On 8th February 2002 when the Complainant and P.W.2 received a report that their house was being demolished, P.W.2 was sent on 9th February to see what was happening. P.W.2 went and hiding in nearby bushes, saw the four people demolishing the main house. She reported back to the Complainant and both of them in turn reported the matter to the Police at Karatina Police Station. The two went back to the home in company of Cpl Mwongera and the Complainant and his wife were able to see the demolition going on as they remained at the back of the Police Land Rover. The Appellants and those assisting them disappeared when they saw the motor vehicle. Policemen viewed the damage and later encouraged the Complainant to re-occupy the home where they had now to stay in a kitchen.
On 11th February 2002 the Complainant and P.W.2 left home. But when they went back, they found the kitchen having been demolished. They went to stay with their son-in-law and reported again to the Police.

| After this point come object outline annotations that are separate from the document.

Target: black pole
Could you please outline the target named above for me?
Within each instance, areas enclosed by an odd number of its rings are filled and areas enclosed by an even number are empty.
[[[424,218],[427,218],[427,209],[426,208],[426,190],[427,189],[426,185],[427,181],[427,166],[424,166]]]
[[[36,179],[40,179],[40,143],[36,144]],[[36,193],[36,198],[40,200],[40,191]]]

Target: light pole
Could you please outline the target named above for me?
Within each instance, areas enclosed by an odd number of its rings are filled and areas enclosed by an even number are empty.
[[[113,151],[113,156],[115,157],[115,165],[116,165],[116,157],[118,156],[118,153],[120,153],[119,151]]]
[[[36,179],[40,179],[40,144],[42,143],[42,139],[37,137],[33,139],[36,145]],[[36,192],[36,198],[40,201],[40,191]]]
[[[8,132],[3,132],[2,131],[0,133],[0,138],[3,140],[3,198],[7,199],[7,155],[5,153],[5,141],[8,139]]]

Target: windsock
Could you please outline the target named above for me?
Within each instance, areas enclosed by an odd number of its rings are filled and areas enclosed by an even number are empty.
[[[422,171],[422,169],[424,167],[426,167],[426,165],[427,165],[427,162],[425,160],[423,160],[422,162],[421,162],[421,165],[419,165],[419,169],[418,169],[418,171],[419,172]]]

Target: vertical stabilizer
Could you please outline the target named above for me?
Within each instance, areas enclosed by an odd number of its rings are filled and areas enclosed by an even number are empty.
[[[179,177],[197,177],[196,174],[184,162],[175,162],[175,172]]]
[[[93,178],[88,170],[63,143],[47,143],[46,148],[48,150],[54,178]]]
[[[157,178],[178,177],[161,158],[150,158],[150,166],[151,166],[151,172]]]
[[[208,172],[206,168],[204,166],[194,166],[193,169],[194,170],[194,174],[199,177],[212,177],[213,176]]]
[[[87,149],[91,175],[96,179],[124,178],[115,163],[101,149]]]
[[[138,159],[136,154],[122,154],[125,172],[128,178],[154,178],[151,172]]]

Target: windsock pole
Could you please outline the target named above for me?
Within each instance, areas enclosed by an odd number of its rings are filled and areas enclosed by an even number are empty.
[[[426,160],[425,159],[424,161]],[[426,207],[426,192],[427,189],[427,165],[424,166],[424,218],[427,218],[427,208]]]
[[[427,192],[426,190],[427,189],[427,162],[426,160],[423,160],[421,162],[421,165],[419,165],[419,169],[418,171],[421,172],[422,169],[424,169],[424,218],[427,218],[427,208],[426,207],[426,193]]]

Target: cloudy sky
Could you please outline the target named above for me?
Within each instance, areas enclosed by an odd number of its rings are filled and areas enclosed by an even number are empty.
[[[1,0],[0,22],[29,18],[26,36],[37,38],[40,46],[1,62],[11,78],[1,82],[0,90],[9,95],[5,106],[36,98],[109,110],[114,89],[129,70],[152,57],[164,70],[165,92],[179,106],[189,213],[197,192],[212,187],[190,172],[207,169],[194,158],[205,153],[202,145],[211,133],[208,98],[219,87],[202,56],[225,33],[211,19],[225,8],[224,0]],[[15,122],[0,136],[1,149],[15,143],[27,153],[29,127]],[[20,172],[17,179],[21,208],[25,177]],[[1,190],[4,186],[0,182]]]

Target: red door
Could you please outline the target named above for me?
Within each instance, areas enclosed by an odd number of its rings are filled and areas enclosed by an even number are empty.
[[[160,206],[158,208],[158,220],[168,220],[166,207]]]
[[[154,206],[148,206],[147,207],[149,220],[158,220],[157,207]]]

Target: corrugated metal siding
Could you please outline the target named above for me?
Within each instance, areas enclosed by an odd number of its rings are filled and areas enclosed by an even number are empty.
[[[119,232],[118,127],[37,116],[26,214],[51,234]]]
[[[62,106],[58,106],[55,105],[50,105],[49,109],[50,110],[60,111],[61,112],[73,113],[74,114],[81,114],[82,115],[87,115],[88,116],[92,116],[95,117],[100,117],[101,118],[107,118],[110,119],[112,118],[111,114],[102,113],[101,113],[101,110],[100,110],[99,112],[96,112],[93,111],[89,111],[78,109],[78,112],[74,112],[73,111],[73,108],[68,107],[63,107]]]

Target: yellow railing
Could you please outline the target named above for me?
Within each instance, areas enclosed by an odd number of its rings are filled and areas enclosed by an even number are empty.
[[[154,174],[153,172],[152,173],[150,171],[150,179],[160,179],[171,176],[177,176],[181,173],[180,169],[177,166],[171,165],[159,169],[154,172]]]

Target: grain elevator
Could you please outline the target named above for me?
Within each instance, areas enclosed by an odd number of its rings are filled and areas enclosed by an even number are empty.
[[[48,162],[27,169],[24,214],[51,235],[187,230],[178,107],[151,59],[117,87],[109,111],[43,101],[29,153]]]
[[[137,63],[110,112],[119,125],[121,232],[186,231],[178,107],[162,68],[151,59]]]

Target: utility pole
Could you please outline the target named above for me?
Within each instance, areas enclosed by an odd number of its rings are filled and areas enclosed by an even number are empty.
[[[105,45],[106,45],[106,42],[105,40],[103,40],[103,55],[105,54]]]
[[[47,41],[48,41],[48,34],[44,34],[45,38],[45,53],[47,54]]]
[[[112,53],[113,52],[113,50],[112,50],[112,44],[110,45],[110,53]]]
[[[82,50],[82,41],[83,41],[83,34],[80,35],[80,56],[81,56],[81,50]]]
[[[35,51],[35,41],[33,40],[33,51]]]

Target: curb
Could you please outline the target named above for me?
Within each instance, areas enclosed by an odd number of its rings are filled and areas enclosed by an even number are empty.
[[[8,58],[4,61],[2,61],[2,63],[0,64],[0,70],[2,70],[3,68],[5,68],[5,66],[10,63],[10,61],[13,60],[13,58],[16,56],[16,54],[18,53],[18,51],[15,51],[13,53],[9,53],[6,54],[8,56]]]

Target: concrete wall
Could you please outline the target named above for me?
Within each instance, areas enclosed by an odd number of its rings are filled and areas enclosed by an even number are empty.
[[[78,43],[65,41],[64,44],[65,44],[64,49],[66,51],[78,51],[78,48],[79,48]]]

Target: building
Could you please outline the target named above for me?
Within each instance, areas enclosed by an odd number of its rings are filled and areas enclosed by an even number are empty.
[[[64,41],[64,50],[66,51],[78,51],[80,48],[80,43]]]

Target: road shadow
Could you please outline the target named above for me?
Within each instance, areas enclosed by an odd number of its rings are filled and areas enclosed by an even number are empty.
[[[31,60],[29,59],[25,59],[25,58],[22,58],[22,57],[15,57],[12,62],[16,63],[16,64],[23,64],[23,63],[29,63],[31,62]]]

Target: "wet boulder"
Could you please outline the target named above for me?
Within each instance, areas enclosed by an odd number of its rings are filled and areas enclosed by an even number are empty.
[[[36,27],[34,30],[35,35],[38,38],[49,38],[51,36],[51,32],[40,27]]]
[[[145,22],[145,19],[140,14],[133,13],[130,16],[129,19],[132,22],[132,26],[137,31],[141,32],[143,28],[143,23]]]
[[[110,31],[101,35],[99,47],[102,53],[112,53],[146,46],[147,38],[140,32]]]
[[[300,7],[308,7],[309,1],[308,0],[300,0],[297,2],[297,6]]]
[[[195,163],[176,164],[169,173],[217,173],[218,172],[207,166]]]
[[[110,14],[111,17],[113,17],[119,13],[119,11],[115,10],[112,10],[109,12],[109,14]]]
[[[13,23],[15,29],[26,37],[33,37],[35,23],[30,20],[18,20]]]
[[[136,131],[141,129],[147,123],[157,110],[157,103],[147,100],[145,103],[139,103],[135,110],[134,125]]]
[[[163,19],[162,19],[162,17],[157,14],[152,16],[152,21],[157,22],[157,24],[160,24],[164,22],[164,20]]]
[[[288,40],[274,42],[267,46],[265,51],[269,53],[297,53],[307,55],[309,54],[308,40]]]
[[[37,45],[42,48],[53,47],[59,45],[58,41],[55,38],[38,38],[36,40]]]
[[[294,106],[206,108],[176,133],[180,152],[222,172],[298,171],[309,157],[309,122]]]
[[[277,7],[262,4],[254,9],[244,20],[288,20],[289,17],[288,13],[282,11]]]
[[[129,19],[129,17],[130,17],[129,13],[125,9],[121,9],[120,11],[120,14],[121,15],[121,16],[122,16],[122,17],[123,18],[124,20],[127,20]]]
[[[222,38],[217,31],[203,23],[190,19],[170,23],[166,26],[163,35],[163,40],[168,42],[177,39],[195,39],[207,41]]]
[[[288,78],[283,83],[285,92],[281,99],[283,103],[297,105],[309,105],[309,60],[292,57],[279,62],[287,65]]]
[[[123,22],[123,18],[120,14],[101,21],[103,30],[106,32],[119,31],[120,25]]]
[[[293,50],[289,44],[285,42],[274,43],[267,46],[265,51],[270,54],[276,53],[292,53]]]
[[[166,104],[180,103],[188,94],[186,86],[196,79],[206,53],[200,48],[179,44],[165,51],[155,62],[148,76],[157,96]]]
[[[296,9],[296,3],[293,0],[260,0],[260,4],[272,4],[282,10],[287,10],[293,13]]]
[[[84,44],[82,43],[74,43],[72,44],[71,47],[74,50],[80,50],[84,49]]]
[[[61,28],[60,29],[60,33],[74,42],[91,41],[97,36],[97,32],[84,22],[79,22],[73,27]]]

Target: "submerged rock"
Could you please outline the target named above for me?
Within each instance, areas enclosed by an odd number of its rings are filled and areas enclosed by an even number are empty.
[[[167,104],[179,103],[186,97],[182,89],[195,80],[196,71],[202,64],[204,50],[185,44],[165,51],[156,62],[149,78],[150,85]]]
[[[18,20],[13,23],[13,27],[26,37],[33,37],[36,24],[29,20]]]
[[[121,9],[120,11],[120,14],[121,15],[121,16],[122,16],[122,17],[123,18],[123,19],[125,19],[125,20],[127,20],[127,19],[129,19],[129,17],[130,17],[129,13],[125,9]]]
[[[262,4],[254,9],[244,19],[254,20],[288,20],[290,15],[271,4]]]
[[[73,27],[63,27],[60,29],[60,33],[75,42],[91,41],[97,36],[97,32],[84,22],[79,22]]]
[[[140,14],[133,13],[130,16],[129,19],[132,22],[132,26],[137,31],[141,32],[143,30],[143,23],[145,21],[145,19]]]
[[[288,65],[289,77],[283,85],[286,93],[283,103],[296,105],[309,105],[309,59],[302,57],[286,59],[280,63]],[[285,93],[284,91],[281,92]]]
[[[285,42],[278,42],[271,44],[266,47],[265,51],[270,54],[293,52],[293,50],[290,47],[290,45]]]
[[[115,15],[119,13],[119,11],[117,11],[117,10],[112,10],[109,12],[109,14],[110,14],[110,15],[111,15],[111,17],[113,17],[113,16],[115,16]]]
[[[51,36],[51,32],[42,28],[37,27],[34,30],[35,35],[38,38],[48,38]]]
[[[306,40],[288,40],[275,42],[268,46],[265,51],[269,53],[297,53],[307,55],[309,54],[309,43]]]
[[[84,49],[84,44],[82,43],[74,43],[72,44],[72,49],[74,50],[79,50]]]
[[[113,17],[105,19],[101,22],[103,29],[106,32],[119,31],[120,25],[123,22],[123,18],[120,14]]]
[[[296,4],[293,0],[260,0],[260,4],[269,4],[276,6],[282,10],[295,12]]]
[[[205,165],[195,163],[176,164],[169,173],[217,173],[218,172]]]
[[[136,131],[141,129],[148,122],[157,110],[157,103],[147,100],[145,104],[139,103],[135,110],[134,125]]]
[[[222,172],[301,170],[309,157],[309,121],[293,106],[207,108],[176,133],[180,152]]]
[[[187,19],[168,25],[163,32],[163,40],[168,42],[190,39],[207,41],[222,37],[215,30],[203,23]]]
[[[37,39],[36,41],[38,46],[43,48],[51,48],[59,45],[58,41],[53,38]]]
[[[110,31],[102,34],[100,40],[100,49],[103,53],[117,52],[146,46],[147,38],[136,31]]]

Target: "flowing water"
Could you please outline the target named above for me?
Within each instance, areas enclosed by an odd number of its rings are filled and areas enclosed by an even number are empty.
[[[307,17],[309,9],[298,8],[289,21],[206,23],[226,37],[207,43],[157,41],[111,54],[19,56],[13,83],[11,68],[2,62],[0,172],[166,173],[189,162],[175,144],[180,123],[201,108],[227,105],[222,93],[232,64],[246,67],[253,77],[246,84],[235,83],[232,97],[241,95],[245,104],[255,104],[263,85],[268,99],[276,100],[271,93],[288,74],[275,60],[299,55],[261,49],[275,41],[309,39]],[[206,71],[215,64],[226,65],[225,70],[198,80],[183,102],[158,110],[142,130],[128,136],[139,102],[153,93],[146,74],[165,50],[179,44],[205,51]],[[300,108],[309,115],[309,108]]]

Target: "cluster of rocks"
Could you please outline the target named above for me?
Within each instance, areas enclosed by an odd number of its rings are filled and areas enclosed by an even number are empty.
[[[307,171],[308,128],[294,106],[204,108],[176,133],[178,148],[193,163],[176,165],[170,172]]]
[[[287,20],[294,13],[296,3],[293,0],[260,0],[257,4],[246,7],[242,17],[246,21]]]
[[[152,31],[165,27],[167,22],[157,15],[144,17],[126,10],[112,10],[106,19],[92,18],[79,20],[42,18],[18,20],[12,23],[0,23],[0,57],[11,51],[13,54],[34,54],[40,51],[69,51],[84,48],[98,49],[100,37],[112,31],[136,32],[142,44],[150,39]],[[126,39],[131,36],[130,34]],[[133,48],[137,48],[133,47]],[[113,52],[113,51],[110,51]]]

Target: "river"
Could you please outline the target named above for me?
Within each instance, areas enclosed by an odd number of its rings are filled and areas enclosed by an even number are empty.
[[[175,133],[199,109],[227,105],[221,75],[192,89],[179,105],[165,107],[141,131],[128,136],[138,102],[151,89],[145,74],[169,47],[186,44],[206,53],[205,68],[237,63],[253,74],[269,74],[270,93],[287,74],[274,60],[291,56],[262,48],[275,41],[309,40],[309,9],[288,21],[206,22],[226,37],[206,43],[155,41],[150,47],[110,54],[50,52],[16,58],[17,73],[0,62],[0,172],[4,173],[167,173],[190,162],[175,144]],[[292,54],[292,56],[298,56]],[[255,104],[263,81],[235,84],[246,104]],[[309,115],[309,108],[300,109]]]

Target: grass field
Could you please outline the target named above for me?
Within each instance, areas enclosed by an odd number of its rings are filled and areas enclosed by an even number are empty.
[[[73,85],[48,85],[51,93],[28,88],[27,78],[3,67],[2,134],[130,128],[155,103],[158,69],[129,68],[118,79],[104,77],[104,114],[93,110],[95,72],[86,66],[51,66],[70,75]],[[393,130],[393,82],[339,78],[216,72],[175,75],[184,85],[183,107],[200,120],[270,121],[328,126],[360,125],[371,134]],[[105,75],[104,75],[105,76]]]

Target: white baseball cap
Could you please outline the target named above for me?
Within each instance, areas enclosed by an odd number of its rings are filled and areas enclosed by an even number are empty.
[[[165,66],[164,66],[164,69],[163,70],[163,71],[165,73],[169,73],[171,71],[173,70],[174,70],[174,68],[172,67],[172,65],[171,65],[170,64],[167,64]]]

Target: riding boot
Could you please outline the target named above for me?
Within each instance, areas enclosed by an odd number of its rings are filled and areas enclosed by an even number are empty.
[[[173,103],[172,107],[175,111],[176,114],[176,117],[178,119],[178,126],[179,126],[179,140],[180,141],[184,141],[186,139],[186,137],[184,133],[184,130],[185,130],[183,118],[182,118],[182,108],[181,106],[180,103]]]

On 13th February 2004 it was the Complainant’s grandson, P.W.4, who when sent to the Complainant’s home to collect clothes he found the two appellants and collaborators gathering demolished materials. The Complainant and son-in-law were given that report and as a result stealthily went to the scene and saw by themselves the gathering going on and subsequently the collected material set on fire. With the assistance of the Police, the two appellants were later arrested and charged with this offence.
During the trial the appellants denied that they committed the offence but the learned trial magistrate rejected their defence. He convicted the appellants and sentenced them to four years imprisonment. They filed these appeals relying on the grounds they told me during the hearing of the appeals, that are still relying on those grounds.
But when Mr. Orinda, the State Counsel, opposed the appeals stating that he supported the convictions and the sentence, the appellants reacted as if they were withdrawing their respective appeals. They said they were satisfied with the sentence imposed and should be left to serve the sentence.
I have, however, looked at the evidence on record in the light of what I was told during the hearing of the appeals. I find that there was sufficient evidence from Prosecution witnesses, particularly the Complainant, his wife P.W.2, P.W.3 and P.W.4 proving the charge against the appellants to sustain the convictions. Another material witness was P.W.5 a Police Officer who visited the scene later and saw the demolition done and the burnings done.
In the circumstances, I do agree with Mr. Orinda that the conviction of each appellant was safe and that the sentence of four years was merited. Even the appellants themselves are now saying that they are satisfied with the sentence.
I do hereby dismiss each appeal in its entirety.
Dated this 23rd day of February, 2006.